Это вмешательство пришлось как нельзя более кстати, потому что колокол уже перестал звонить. Артур снова заботливо укутал Крошку Доррит плащом и, подав ей руку, проводил вниз (хотя до ее прихода едва держался на ногах от слабости). Она была последней посетительницей, покидавшей тюрьму, и ворота захлопнулись за ней с тяжелым, сумрачным лязгом.
Погребальным звоном отозвался этот звук в душе Артура, и силы снова изменили ему. С большим трудом он одолел подъем по лестнице, и когда вошел к себе в комнату, мрак и одиночество надвинулись на него, отнимая всякую надежду.
Уже около полуночи, когда в тюрьме давным-давно все утихло, заскрипели ступени под чьими-то осторожными шагами, а затем кто-то осторожно постучал в дверь. Это был Юный Джон, в одних чулках. Он проскользнул в комнату, затворил за собой дверь и сказал шепотом:
– Это против правил, но все равно. Я решил так или иначе пробраться и повидать вас.
– А что случилось?
– Ничего не случилось, сэр. Я дожидался мисс Доррит за воротами. Мне думалось, вам приятно будет узнать, что она благополучно вернулась домой.
– Благодарю вас, Джон, благодарю вас. Вы, стало быть, проводили ее?

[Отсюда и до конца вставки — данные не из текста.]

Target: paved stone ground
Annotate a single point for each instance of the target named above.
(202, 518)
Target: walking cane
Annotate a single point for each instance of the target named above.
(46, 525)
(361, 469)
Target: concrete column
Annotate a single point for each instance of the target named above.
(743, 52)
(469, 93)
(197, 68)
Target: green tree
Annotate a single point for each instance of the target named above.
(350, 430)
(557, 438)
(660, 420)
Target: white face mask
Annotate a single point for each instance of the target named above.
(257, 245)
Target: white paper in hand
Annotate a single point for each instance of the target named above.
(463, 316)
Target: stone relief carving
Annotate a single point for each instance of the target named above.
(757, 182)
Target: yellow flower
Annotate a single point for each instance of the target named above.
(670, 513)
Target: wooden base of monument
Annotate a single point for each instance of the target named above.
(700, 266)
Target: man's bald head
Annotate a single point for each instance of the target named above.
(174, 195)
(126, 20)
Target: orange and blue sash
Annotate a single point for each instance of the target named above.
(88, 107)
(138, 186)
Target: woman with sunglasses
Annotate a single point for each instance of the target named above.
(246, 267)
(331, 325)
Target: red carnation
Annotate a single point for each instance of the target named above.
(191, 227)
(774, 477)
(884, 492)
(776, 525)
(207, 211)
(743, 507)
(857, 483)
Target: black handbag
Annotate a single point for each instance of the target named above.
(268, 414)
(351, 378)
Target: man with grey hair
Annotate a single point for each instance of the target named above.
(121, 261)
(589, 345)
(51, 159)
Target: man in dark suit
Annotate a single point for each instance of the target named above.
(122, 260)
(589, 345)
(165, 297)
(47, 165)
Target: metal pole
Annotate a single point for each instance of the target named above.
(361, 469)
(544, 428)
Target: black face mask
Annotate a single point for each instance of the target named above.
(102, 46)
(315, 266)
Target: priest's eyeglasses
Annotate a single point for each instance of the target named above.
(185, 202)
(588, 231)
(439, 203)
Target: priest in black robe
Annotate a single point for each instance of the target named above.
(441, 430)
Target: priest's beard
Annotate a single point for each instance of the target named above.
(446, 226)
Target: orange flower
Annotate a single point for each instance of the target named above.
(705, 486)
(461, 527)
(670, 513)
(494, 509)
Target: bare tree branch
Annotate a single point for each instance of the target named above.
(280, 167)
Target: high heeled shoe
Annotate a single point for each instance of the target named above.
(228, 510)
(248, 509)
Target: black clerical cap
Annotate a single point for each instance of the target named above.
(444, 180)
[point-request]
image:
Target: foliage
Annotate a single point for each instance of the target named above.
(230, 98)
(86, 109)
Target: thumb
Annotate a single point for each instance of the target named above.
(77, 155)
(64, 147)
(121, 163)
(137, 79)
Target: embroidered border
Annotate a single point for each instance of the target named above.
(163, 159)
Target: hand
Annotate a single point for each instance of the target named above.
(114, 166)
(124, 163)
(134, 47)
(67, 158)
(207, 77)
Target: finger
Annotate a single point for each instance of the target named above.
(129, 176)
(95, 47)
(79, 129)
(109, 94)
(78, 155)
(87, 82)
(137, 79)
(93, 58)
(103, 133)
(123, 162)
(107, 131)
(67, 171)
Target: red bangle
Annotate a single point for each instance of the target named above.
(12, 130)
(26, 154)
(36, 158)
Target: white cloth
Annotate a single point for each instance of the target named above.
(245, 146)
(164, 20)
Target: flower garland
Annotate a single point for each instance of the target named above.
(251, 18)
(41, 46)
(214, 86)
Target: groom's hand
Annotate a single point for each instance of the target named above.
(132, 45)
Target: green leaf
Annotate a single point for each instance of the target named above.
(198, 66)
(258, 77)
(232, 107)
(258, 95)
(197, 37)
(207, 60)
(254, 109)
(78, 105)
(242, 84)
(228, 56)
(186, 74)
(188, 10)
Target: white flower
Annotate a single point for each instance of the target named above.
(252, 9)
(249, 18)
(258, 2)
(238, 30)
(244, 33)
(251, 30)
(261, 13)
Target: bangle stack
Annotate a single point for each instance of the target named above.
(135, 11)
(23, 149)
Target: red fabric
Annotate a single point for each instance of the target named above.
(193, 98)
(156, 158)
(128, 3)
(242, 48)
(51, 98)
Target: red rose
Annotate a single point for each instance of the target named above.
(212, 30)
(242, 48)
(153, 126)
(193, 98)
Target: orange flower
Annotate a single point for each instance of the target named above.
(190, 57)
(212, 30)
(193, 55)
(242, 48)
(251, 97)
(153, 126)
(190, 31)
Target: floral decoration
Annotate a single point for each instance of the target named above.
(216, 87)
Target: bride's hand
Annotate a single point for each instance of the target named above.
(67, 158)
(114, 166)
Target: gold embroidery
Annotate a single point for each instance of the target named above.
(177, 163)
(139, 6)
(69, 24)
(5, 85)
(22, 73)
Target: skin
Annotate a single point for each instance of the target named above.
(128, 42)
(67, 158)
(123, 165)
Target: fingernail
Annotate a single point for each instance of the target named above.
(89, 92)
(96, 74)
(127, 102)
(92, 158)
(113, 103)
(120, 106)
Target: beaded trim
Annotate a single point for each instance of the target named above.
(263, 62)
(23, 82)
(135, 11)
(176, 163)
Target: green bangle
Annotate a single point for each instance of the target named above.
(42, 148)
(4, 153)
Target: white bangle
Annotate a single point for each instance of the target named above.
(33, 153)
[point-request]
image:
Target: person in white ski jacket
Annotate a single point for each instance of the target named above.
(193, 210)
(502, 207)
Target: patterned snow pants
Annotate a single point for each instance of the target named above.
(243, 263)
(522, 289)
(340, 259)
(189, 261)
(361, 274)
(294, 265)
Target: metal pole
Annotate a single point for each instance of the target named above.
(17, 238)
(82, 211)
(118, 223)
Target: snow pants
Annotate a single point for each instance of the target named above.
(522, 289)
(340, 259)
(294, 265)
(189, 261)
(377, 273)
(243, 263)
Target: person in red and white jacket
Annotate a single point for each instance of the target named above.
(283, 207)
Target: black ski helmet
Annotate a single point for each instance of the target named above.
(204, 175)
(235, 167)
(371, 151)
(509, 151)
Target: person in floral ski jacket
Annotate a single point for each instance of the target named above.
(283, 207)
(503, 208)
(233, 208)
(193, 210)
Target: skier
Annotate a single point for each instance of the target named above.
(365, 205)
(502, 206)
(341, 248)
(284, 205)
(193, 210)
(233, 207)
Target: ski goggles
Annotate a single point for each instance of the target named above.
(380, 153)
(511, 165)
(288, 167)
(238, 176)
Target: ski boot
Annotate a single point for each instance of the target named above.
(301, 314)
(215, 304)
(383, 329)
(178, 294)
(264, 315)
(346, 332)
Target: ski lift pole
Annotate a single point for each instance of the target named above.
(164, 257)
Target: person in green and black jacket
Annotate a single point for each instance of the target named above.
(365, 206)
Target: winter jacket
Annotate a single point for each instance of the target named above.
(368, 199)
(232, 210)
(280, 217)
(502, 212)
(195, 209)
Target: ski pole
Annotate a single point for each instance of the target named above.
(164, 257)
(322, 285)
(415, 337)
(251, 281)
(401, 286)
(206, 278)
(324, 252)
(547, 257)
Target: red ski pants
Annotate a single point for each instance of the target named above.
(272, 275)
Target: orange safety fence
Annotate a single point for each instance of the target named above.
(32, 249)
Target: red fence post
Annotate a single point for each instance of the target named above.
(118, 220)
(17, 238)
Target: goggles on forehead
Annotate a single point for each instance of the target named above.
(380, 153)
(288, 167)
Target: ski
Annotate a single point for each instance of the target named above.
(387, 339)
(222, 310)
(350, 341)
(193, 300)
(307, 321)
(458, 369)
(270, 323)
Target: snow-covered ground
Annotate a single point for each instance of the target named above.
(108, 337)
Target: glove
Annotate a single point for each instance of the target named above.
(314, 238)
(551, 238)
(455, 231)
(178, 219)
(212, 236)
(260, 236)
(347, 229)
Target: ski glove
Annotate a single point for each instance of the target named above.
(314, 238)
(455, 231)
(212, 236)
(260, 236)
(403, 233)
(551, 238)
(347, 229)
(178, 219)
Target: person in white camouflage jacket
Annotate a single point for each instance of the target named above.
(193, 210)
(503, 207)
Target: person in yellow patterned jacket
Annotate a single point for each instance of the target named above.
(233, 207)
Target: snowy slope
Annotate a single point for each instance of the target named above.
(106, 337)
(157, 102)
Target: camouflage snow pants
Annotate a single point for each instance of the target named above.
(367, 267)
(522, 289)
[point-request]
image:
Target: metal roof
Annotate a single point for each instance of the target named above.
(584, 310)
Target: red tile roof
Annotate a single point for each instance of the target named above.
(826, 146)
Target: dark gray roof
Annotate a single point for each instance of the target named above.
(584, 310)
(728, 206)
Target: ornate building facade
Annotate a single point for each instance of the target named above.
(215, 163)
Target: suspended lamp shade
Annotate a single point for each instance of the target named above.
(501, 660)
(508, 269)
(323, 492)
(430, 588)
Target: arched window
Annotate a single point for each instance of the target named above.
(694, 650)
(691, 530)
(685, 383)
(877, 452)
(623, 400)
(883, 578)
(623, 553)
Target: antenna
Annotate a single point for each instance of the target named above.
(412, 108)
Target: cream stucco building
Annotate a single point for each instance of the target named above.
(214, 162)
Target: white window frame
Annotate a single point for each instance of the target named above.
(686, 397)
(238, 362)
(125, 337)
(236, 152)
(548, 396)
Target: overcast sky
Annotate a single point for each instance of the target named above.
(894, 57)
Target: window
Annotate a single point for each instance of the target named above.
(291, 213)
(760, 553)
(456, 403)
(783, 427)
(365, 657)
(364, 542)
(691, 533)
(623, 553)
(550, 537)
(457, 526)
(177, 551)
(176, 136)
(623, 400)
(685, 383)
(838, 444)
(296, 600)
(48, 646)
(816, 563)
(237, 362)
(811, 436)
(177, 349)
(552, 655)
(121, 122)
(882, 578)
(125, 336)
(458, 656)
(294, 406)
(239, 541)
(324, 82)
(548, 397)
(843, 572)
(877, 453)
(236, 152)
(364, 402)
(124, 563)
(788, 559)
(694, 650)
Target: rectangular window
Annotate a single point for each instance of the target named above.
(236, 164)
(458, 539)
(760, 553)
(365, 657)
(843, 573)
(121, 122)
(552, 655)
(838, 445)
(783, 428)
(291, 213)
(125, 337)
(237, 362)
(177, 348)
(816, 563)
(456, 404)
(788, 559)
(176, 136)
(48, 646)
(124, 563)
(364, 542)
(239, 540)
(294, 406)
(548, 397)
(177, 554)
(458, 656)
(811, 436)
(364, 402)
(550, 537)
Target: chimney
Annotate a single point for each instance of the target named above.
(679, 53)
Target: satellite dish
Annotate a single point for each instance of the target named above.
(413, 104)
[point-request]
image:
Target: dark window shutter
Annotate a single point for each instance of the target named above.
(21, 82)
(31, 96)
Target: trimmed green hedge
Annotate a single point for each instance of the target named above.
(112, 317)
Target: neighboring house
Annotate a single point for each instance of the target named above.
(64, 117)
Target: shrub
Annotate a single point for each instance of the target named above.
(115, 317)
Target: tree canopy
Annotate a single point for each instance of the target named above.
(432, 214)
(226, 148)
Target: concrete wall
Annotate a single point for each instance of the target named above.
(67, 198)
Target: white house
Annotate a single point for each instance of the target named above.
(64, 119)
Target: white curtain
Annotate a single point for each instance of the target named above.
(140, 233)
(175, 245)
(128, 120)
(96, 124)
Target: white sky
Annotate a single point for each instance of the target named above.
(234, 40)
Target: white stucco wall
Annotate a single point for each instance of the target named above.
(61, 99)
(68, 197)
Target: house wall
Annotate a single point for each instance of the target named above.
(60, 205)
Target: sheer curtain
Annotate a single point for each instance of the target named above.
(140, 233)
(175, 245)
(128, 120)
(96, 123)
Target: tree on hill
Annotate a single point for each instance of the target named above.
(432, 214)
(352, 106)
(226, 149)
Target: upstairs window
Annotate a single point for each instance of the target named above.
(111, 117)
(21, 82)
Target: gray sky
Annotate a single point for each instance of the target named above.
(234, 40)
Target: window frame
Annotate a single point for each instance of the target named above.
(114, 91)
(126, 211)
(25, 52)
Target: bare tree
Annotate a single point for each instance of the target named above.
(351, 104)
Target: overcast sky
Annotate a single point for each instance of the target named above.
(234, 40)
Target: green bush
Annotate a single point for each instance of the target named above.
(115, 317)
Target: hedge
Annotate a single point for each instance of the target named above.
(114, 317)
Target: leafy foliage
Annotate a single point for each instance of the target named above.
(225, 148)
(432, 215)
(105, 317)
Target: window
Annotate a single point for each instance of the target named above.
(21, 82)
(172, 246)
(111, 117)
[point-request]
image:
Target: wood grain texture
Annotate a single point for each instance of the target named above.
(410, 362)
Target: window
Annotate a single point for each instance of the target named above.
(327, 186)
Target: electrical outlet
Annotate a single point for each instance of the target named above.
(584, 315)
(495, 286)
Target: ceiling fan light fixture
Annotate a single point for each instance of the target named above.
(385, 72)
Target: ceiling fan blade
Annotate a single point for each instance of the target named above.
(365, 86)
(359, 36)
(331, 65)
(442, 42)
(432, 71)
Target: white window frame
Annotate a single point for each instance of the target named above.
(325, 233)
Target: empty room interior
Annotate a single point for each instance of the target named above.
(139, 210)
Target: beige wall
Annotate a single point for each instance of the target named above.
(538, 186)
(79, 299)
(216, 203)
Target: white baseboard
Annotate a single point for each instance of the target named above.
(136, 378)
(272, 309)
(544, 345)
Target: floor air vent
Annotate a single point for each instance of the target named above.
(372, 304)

– До самой гостиницы, сэр. Это та же гостиница, где останавливался мистер Доррит. Мы шли пешком всю дорогу, и мисс Доррит так ласково говорила со мной, что все во мне перевернулось. Как вы думаете, почему она предпочла идти пешком?
– Не знаю, Джон.
– Чтобы поговорить о вас. Она мне сказала: «Джон, я знаю, что вы достойны доверия, и если вы обещаете заботиться о нем и помогать ему, когда меня нет, я буду спокойна». Я обещал. И теперь, – заключил Джон, – я ваш друг навсегда.
Кленнэм, глубоко растроганный, протянул руку честному малому.
– Погодите, – сказал Джон, разглядывая этУ руку издали. – Сперва угадайте, что мисс Доррит просила меня передать вам.
Кленнэм с недоумением покачал головой.
– «Скажите ему, – произнес Джон дрожащим, но внятным голосом, – скажите ему, что его Крошка Доррит любит его и будет любить вечно». Вот что она просила передать. Оправдал я ее доверие, сэр?
– Да, да, Джон, вполне.
– Вы скажете ей, что я оправдал доверие?
– Скажу непременно.
– Вот моя рука, сэр, – сказал Джон, – и помните, что я ваш друг навсегда.
Обменявшись с Кленнэмом сердечным рукопожатием, он так же осторожно спустился с лестницы, прошел в одних чулках по тюремному двору и выбрался за ворота, где оставил свои башмаки. И будь этот путь вымощен не каменными плитами, а раскаленным железом, Джон, надо полагать, так же беззаветно и преданно исполнил бы свой долг.